(Updated 2:31 p.m.) Filipinos called the initiative of Pasig City Mayor Vico Sotto as the “epitome” of the “no one will be left behind” mantra of the education department as he considered students with different circumstances under the city’s chip-in beneficiaries program.
The local chief executive shared that the city held a Scholars General Assembly for the third batch on Wednesday where he mentioned that they have a total of 18,000 scholars under the program.
“The next leaders of Pasig are here. Maybe the next councilor or next mayor!” Sotto quipped on a Twitter post as he shared a picture of the virtual assembly.
He followed it up with another tweet where he mentioned that aspiring scholars who did not reach the grade requirement can still apply in the “chip-in” beneficiary initiative even if their grades are in the line-of-seven.
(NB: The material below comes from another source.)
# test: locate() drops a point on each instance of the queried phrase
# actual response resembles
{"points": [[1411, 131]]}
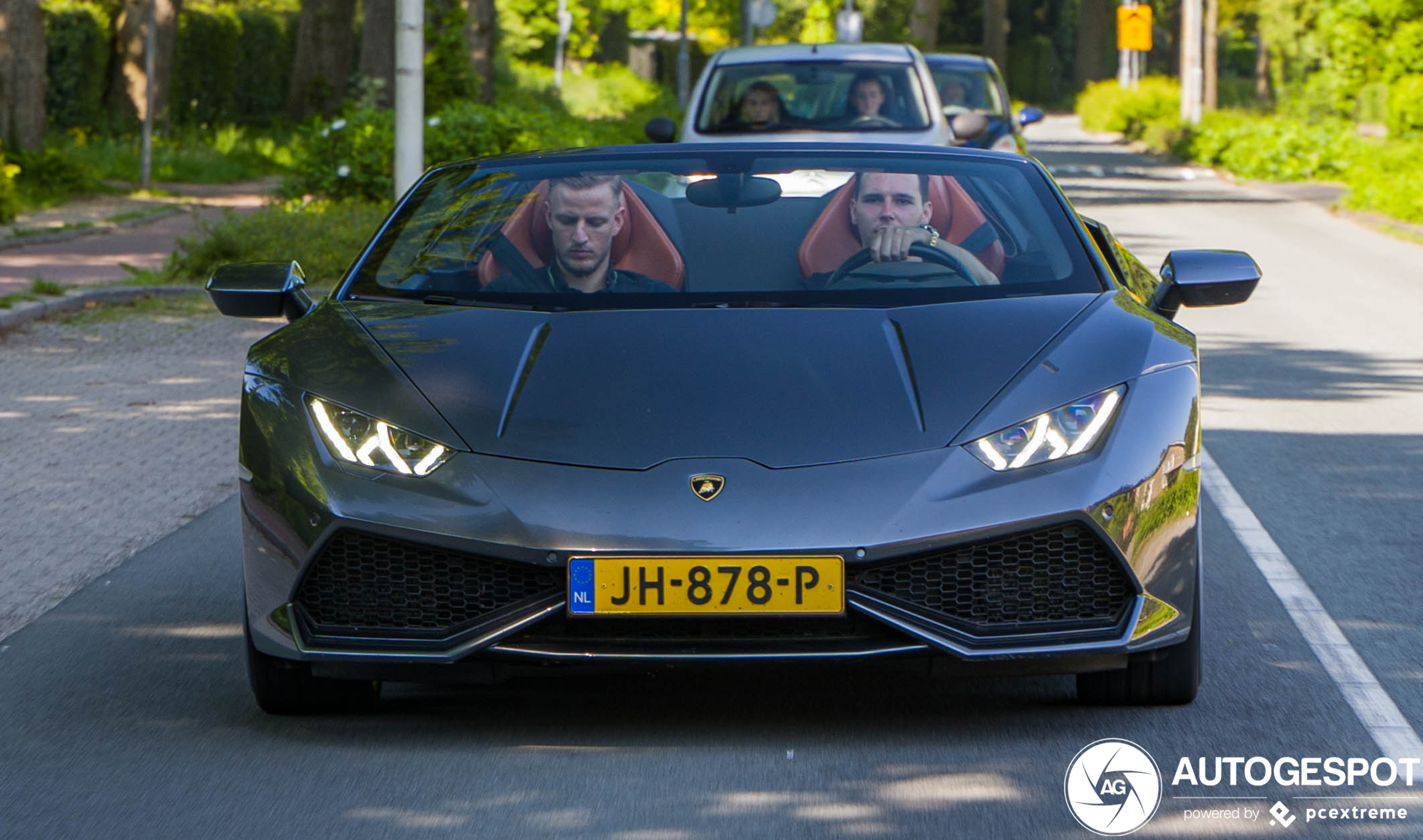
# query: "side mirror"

“Para sa mga ‘di umaabot sa grade requirements, puwedeng mag-apply sa CHIP-IN.. 500/month din ito, kahit puro 75 basta walang bagsak…” Sotto wrote.
“May mga iba masisipag pero nag-aalaga ng magulang/kamag-anak, may trabaho, o ‘di ganun kagaling sa academics. Deserving din sila,” he added, referring to other students with different circumstances.
Sotto reiterated in his Twitter thread that as long as an applicant has submitted the complete requirements and reached the program grade requirement, he or she may still be considered.
He also shared that the city can provide a tablet to a “non-PLP” student provided that someone could donate, referring to students who are not under Pamantasan ng Lungsod ng Pasig, the local university ran by the city government.
CHIP-in and Pasig City Scholarship programs
CHIP-in or Continuing High School Program for Education is a program started by Sotto’s predecessor Bobby Eusebio in the field of education in 2016.
It was conceptualized during the term of Bobby’s predecessor Maribel Eusebio to help indigent Pasigueño high school students with “saktong dunong” to pursue their studies. All of the beneficiaries of this initiative are required to attend school regularly and pass them.
Pasig City Scholarship Program, on the other hand, is a program for students who are residents of the city for five years. It requires academic qualifications such as at least 85 average and no final subject average below 80, no “failed,” or “dropped” or “incomplete” mark.
Below appears the list of requirements for Pasig City Scholars:
The academic school year for 2020-2021 opened last October under the distance learning initiative where students can learn from their homes through printed modules, online classes done by video calls or other means and through radio and television broadcasts.
Meanwhile, Sotto’s tweets, particularly his replies in his Twitter thread, earned the admiration from Filipinos who commented that the city’s initiative was the “epitome” of the Department of Education‘s promise that “no one will be left behind” under distance learning.
“Epitome of ‘no student left behind,'” a Facebook user wrote as she shared a screenshot of some of the mayor’s tweets about the initiative.
The Facebook user’s post has since gone viral with 25,000 likes and reactions and 20,000 shares on the social networking site as of this writing.
“Why are you like that Mayor Vico??? Nakakaiyak naman ‘yung statement mo. I hope everybody are like him,” another Facebook user commented with a crying emoji.
“SANA ALL DIBAAAAA,” wrote another online user as she tagged a friend.
“Changing my voter’s registration to Pasig na talaga! Pure selfless service!” a Filipino likewise exclaimed in response to the city’s initiatives.
“Solid scholarships, kahit passing grades pwede na,” another Facebook user commented with heart emojis.
Last September, Sotto gained admiration for prioritizing the needs for distance learning as social media users juxtaposed his initiative with a government agency’s “beach nourishment project” in Manila Bay that also gained traction at that time.
Distance learning concerns
The Alliance of Concerned Teachers (ACT) in a virtual press briefing on Friday bared some of the issues that educators and students have been experiencing amid the distance learning setup.
Some of the concerns presented are the increased workload of teachers in terms of paper works and having “undue expenses” for technology needs in terms of working from home.
For students, asynchronous classes held during weekends—days traditionally dedicated for rest—have been experienced, as well as having to deal with heavier schoolwork from their respective educators.
ACT urged DepEd to hold an “objective and comprehensive assessment of the first month of classes” in order to fully address the concerns of the parties involved, especially since the system is new to everyone.
It also appealed for the agency to “stop the implementation” of distance learning in areas that were ravaged by Super Typhoon Rolly.
At the start of the academic year, Education Secretary Leonor Briones assured everyone that the department will “do everything so that no one will be left behind” in the distance learning setup.
“We will not give up on them. We will not give up on the needs of our learners,” she said in a virtual press briefing last month.